7.15 Example — Axicon and Cylinder

PDF section 7.15. Source script: KrakenOS/Examples/Examp_Axicon_And_Cylinder.py.

Combines Axicon with Cylinder_Rxy_Ratio = 0 and K = -1 on the same surface to demonstrate composing several surface modifiers.
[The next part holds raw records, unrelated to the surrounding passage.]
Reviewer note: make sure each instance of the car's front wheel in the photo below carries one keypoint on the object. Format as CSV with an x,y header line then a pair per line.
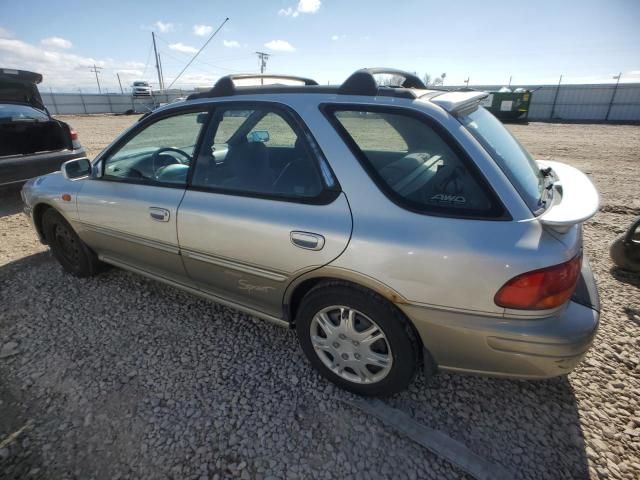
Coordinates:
x,y
71,252
357,339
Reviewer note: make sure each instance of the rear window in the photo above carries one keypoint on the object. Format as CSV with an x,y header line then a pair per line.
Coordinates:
x,y
514,160
21,113
413,164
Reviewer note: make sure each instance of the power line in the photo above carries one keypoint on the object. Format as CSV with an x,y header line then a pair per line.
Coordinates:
x,y
263,62
155,51
198,52
96,70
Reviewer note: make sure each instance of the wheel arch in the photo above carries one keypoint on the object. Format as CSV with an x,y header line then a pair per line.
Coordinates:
x,y
299,287
38,213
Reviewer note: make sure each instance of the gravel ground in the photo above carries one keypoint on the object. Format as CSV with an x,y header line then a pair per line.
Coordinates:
x,y
122,377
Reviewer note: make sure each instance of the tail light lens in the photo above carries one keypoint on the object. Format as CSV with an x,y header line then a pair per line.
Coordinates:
x,y
541,289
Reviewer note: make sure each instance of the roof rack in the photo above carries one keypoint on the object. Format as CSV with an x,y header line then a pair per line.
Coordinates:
x,y
225,86
363,82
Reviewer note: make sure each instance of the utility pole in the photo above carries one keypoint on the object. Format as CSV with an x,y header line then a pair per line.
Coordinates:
x,y
161,71
198,52
96,70
263,63
120,83
155,51
615,90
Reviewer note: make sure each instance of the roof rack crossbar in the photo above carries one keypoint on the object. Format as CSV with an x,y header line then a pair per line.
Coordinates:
x,y
225,86
362,82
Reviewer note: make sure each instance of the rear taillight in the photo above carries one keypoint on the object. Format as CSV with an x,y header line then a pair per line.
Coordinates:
x,y
541,289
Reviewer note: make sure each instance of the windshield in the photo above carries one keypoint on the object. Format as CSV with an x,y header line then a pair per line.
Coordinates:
x,y
509,154
21,113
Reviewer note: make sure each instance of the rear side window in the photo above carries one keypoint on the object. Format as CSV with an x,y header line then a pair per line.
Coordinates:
x,y
413,164
258,151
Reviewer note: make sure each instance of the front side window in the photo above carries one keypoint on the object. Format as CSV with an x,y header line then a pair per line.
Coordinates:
x,y
159,154
258,151
413,164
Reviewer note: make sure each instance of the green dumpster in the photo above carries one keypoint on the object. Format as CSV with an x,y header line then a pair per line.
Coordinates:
x,y
509,106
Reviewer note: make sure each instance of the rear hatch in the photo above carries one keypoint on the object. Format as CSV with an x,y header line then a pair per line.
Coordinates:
x,y
25,124
559,195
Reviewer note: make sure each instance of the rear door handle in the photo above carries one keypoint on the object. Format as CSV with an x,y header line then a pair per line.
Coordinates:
x,y
159,214
307,240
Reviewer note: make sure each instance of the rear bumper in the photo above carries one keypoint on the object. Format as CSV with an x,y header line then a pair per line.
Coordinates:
x,y
18,169
507,347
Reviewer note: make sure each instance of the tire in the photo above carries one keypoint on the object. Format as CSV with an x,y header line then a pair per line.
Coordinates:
x,y
71,252
397,355
627,257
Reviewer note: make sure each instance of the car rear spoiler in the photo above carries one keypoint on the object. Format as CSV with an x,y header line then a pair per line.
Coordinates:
x,y
575,198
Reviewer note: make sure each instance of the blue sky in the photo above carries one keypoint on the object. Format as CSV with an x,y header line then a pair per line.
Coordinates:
x,y
586,41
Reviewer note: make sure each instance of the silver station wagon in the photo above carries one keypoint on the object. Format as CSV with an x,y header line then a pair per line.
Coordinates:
x,y
395,228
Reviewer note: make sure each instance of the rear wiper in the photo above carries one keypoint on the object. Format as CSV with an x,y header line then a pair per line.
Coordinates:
x,y
546,171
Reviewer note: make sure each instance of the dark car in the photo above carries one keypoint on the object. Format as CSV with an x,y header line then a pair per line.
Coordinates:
x,y
32,143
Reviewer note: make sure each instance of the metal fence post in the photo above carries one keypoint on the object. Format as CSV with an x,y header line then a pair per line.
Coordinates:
x,y
555,99
84,107
109,101
53,100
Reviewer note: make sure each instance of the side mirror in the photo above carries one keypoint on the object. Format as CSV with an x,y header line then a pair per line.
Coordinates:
x,y
76,168
258,136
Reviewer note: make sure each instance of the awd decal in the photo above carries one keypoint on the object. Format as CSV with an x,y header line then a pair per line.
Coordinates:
x,y
441,197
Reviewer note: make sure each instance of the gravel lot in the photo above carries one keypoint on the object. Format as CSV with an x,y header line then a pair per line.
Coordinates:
x,y
122,377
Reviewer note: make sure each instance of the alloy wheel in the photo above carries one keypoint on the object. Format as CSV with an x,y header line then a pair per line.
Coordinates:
x,y
351,344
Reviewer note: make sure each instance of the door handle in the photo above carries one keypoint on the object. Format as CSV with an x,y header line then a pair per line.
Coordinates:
x,y
159,214
307,240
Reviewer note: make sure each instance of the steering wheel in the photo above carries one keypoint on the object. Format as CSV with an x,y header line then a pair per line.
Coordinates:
x,y
156,156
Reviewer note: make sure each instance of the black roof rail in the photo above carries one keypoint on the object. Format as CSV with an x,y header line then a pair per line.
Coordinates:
x,y
225,86
362,82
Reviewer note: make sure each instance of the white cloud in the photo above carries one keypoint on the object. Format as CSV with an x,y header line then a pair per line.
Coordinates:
x,y
56,42
280,46
288,12
202,30
304,6
163,27
181,47
309,6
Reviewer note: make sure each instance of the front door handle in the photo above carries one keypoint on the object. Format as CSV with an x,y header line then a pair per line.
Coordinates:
x,y
307,240
159,214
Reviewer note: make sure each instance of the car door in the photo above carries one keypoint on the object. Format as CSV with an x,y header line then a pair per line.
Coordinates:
x,y
262,207
128,215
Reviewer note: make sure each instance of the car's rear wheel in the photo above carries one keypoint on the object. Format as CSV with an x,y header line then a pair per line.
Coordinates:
x,y
357,339
71,252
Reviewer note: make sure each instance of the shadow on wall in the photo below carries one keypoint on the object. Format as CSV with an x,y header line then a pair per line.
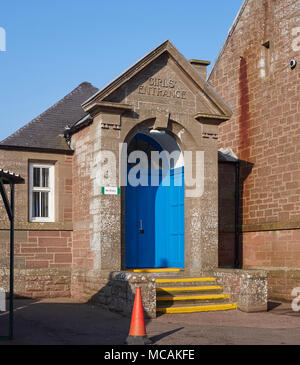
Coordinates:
x,y
118,294
230,211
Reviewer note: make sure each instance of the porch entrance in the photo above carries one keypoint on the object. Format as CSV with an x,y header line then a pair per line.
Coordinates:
x,y
155,214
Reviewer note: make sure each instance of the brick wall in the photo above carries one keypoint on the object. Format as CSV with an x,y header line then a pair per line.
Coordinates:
x,y
272,249
82,164
42,250
226,214
263,91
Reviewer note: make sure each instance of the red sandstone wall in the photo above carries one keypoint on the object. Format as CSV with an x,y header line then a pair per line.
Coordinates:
x,y
82,165
43,251
264,94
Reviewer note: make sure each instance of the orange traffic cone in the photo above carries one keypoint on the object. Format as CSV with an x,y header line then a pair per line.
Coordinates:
x,y
137,333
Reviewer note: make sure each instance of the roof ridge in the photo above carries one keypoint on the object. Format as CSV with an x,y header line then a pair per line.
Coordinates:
x,y
37,119
229,34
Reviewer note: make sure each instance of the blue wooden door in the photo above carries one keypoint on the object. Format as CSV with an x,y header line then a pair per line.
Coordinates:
x,y
155,222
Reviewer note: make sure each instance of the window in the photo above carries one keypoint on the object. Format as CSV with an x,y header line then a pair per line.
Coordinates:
x,y
41,198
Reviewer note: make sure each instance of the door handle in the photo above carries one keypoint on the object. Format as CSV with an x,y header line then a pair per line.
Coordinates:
x,y
141,226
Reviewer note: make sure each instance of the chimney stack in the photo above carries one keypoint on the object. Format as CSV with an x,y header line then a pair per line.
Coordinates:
x,y
200,66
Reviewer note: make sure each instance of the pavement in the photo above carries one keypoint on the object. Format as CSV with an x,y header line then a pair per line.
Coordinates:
x,y
67,322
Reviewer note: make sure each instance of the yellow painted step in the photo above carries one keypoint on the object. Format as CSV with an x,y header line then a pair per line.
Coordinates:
x,y
189,288
155,270
194,297
194,309
184,280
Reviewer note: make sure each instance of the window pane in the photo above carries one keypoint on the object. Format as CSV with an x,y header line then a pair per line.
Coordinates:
x,y
36,176
45,177
44,204
36,204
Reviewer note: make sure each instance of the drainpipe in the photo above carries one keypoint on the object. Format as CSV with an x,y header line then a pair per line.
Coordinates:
x,y
237,262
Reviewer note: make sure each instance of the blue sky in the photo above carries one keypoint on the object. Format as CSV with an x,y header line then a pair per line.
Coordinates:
x,y
52,46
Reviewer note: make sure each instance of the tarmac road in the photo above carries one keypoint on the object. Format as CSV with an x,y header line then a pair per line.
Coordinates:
x,y
66,322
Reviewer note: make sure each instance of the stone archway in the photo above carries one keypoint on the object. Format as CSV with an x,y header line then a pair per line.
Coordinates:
x,y
154,201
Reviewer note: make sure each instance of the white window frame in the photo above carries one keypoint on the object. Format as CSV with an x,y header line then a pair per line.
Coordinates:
x,y
50,189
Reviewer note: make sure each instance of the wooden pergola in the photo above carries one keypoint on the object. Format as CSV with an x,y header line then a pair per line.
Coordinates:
x,y
10,178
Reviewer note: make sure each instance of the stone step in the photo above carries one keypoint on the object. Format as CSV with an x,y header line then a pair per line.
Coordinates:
x,y
195,308
215,289
161,270
169,300
188,281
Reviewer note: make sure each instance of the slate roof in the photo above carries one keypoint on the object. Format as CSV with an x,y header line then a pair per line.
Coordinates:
x,y
46,131
10,177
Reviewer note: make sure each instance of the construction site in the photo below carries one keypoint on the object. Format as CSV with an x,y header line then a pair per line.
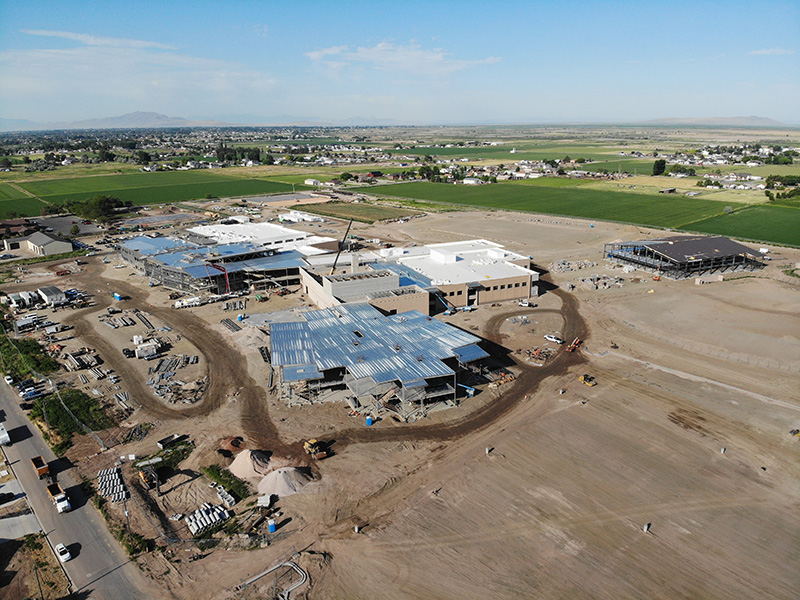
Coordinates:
x,y
441,418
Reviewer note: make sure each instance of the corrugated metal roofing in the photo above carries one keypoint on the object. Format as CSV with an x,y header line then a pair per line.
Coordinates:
x,y
358,337
147,246
301,373
470,353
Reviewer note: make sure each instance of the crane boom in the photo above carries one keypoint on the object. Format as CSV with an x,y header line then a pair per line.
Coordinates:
x,y
341,245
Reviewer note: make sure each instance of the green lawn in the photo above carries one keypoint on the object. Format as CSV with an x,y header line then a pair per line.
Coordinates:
x,y
154,188
651,210
763,223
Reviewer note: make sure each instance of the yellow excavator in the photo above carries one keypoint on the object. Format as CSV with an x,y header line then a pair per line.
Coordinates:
x,y
316,449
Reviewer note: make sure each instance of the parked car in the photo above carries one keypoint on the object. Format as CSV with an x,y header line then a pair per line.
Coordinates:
x,y
63,553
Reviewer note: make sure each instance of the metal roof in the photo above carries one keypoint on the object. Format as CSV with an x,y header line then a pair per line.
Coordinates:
x,y
147,246
689,248
359,338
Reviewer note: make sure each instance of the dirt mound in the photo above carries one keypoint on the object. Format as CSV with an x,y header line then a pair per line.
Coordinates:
x,y
250,337
251,464
284,482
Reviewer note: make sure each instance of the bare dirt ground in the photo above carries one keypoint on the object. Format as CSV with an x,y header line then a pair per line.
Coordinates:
x,y
557,505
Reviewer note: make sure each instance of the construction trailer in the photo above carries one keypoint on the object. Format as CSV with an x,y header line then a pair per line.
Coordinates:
x,y
680,257
355,353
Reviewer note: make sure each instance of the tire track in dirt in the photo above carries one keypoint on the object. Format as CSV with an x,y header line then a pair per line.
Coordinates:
x,y
527,383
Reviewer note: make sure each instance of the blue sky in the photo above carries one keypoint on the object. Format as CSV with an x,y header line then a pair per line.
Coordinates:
x,y
410,62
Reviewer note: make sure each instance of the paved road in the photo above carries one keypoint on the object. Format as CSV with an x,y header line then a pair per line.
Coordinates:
x,y
100,567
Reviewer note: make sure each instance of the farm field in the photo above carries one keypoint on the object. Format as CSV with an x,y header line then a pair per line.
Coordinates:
x,y
640,209
154,188
8,192
365,213
637,167
778,224
523,152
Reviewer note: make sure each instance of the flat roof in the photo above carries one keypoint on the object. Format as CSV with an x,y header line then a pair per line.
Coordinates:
x,y
148,246
255,233
474,267
359,338
689,248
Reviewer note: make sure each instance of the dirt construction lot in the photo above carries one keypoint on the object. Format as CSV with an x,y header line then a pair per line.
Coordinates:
x,y
542,488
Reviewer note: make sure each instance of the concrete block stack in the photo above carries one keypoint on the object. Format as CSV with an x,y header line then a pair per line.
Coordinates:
x,y
111,485
206,517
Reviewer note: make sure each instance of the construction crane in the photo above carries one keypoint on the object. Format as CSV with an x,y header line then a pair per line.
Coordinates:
x,y
341,245
224,270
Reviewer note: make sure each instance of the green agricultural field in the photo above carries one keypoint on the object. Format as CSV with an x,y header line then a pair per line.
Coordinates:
x,y
524,151
8,192
154,188
27,207
655,211
637,167
776,224
365,213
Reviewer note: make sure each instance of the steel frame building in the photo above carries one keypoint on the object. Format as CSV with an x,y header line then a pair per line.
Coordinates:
x,y
408,359
680,257
187,267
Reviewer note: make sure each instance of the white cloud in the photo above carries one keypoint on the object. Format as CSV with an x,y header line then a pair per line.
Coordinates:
x,y
387,56
772,52
93,40
92,80
316,55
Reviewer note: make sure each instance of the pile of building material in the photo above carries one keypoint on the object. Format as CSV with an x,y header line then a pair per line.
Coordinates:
x,y
231,325
162,380
206,517
111,485
562,266
225,497
599,282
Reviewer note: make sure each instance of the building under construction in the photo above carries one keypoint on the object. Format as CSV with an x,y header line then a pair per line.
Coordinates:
x,y
680,257
403,363
217,269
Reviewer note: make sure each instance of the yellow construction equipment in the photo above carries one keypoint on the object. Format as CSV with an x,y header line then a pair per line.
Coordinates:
x,y
316,449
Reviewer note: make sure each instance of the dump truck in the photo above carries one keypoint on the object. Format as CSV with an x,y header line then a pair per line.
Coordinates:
x,y
41,467
5,439
316,449
59,497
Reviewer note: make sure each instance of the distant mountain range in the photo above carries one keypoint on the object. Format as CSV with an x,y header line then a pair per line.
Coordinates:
x,y
721,122
152,120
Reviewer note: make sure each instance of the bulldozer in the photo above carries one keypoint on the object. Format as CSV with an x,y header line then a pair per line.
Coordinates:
x,y
316,449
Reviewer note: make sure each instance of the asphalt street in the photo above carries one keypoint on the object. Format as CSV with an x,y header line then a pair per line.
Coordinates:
x,y
99,567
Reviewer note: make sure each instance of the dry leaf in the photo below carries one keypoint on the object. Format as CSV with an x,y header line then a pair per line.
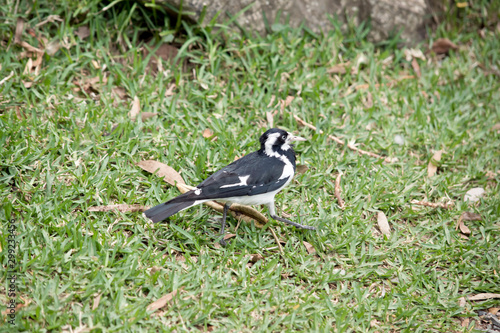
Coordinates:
x,y
227,236
310,249
433,204
19,30
478,297
270,119
474,194
5,79
338,192
286,102
96,302
208,133
369,100
168,173
119,92
27,84
147,115
413,54
463,228
121,208
28,67
432,166
469,216
443,46
301,169
493,311
136,108
83,32
338,68
170,90
162,301
52,47
383,224
416,67
256,257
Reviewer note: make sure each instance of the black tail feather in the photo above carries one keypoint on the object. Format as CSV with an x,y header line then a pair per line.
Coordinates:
x,y
162,211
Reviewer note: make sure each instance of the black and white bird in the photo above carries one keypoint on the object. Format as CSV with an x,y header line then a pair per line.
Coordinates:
x,y
254,179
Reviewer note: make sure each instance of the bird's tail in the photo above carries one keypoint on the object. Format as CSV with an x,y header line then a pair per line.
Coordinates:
x,y
162,211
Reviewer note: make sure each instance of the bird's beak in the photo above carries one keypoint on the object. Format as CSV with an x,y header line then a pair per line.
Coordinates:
x,y
293,138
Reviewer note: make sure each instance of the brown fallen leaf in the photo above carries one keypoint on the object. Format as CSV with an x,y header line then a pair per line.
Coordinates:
x,y
227,236
96,302
170,90
369,100
338,68
494,311
208,133
286,102
463,228
165,52
119,92
19,30
383,224
147,115
432,166
168,173
120,207
164,300
27,84
5,79
338,191
270,119
469,216
52,47
479,297
443,46
433,204
83,31
301,169
136,108
310,249
256,257
416,67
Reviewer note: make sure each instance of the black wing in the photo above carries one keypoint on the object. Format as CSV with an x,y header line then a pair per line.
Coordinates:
x,y
263,176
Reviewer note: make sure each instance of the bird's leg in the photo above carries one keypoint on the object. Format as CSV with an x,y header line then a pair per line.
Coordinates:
x,y
223,223
276,217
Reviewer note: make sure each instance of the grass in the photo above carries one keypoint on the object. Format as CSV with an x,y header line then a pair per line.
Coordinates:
x,y
94,271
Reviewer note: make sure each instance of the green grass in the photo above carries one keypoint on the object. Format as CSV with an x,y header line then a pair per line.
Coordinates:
x,y
56,162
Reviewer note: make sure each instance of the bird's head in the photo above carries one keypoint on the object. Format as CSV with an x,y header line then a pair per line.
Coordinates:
x,y
276,138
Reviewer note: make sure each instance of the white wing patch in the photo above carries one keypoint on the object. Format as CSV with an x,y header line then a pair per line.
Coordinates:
x,y
243,182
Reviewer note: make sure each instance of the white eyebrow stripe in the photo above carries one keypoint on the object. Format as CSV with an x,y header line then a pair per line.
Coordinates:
x,y
243,182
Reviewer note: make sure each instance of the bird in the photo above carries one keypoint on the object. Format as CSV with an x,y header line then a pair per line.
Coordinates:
x,y
254,179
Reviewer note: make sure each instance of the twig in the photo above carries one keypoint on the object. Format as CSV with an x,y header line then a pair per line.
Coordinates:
x,y
338,191
433,204
277,241
349,145
7,78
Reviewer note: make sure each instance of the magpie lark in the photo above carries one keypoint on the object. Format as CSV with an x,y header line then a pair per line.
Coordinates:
x,y
253,179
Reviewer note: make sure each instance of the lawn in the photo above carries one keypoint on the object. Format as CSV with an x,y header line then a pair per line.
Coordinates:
x,y
76,121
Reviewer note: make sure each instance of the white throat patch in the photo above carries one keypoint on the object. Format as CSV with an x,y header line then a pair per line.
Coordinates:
x,y
268,150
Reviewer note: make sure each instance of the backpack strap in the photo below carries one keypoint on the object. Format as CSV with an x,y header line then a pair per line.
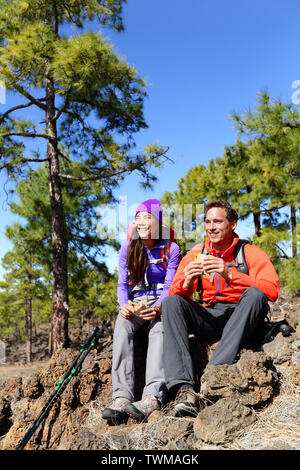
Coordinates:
x,y
239,256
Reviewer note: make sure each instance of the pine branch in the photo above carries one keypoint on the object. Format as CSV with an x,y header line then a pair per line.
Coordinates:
x,y
31,98
64,106
104,174
21,106
23,134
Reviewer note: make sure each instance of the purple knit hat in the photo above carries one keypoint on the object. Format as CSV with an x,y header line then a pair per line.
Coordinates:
x,y
152,206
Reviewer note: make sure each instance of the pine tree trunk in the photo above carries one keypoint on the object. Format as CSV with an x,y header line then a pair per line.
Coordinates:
x,y
294,232
28,320
60,312
256,218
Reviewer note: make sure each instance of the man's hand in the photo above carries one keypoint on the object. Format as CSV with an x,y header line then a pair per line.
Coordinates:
x,y
212,264
191,271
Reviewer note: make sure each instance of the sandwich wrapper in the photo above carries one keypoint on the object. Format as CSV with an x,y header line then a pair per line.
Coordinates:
x,y
200,257
138,307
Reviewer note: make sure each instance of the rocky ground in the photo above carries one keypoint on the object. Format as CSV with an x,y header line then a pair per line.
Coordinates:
x,y
253,404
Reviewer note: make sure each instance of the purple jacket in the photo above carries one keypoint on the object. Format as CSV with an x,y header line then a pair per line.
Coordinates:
x,y
156,273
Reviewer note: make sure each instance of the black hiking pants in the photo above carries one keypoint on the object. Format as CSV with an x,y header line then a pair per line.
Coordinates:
x,y
232,324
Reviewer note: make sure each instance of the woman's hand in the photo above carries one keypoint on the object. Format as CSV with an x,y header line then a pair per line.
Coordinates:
x,y
150,313
127,311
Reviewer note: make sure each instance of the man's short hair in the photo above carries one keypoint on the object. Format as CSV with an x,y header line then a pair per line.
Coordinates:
x,y
231,213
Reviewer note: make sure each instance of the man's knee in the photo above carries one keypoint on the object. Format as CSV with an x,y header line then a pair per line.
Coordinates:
x,y
253,294
171,301
172,306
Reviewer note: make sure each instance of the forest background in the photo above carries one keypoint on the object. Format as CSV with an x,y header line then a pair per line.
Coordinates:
x,y
221,119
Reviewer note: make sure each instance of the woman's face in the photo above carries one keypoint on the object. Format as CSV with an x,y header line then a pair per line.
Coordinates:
x,y
146,225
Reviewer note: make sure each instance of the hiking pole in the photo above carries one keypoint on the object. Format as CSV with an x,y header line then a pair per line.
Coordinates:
x,y
74,368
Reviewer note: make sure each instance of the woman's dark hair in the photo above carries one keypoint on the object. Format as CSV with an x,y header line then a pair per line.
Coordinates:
x,y
137,259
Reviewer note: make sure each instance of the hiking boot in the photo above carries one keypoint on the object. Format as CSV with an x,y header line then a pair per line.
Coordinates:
x,y
140,410
115,414
187,403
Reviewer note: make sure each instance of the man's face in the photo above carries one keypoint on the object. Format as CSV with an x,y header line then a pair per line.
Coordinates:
x,y
218,228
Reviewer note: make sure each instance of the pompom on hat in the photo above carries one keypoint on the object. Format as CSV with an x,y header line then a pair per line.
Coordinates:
x,y
152,206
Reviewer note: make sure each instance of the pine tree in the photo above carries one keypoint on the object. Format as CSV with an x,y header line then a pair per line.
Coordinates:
x,y
84,106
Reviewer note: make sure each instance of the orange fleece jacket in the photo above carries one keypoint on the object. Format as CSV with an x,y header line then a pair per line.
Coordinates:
x,y
262,275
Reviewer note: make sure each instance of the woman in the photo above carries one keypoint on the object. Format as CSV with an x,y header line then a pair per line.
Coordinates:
x,y
145,277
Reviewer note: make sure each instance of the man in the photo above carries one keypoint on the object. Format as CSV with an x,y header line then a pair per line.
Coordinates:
x,y
232,304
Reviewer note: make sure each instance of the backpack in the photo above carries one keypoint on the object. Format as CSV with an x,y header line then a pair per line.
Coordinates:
x,y
239,256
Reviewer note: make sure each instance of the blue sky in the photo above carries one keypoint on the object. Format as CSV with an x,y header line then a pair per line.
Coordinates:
x,y
202,60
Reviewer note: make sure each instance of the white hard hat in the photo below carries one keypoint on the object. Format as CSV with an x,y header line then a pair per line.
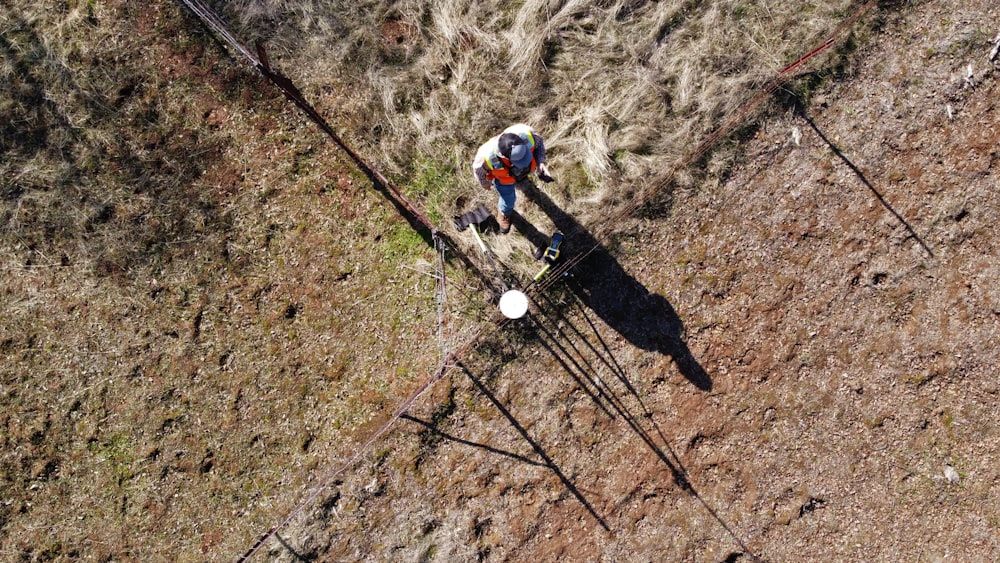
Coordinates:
x,y
513,304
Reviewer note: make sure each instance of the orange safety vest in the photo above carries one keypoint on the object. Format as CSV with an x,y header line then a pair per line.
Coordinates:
x,y
499,168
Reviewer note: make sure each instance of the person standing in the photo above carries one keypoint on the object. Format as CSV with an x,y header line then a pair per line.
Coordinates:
x,y
505,161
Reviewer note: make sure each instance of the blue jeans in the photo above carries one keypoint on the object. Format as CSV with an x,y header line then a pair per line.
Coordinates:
x,y
508,196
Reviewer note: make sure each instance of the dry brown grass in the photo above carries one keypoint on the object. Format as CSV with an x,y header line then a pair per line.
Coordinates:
x,y
202,306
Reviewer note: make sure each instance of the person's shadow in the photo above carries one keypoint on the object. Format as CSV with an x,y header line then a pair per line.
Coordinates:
x,y
645,319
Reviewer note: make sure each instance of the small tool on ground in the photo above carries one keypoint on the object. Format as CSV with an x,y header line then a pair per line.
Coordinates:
x,y
473,219
550,255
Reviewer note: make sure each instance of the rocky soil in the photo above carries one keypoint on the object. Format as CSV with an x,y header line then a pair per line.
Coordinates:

Axicon-cylinder hybrid (3D) — Figure 22a. Axicon combined with a cylindrical profile, 3D view.

Axicon-cylinder hybrid (alternate view) — Figure 22b. Alternate view of the same element.

#!/usr/bin/env python3
# -*- coding: utf-8 -*-
"""Examp Axicon and Cylinder"""

import numpy as np
from importlib import metadata
""" Looking for if KrakenOS is installed, if not, it assumes that
an folder downloaded from github is run"""

required = {'KrakenOS'}
installed = {dist.metadata["Name"] for dist in metadata.distributions() if dist.metadata.get("Name")}
missing = {pkg for pkg in required if pkg not in installed}

if missing:
    print("Not installed")
    import sys
    sys.path.append("../..")


import KrakenOS as Kos

# ______________________________________#

configuracion_1 = Kos.Setup()

# ______________________________________#

P_Obj = Kos.surf()
P_Obj.Rc = 0.0
P_Obj.Thickness = 10
P_Obj.Glass = "AIR"
P_Obj.Diameter = 30.0

# ______________________________________#

L1a = Kos.surf()
L1a.Rc = 0
L1a.Thickness = 26.0
L1a.Glass = "BK7"
L1a.Diameter = 30.0

# ______________________________________#

L1c = Kos.surf()
L1c.Rc = 0.
L1c.k = -1
L1c.Thickness = 9.737604742910693E+001
L1c.Axicon = (-35.0)
L1c.ShiftY = 0
L1c.Cylinder_Rxy_Ratio = 0
L1c.Glass = "AIR"
L1c.Diameter = 30

# ______________________________________#

P_Ima = Kos.surf()
P_Ima.Rc = 0.0
P_Ima.Thickness = 0.0
P_Ima.Glass = "AIR"
P_Ima.Diameter = 100.0
P_Ima.Name = "Plano imagen"

# ______________________________________#

A = [P_Obj, L1a, L1c, P_Ima]

# ______________________________________#

Doblete = Kos.system(A, configuracion_1)
Rayos = Kos.raykeeper(Doblete)

# ______________________________________#

tam = 5
rad = 10.0
tsis = len(A) - 1
for i in range(-tam, tam + 1):
    for j in range(-tam, tam + 1):
        x_0 = (i / tam) * rad
        y_0 = (j / tam) * rad
        r = np.sqrt((x_0 * x_0) + (y_0 * y_0))
        if r < rad:
            tet = 0.0
            pSource_0 = [x_0, y_0, 0.0]
            dCos = [0.0, np.sin(np.deg2rad(tet)), np.cos(np.deg2rad(tet))]
            W = 0.4
            Doblete.Trace(pSource_0, dCos, W)
            Rayos.push()
            W = 0.5
            Doblete.Trace(pSource_0, dCos, W)
            Rayos.push()
            W = 0.6
            Doblete.Trace(pSource_0, dCos, W)
            Rayos.push()

# ______________________________________#

Kos.display3d(Doblete, Rayos, 0)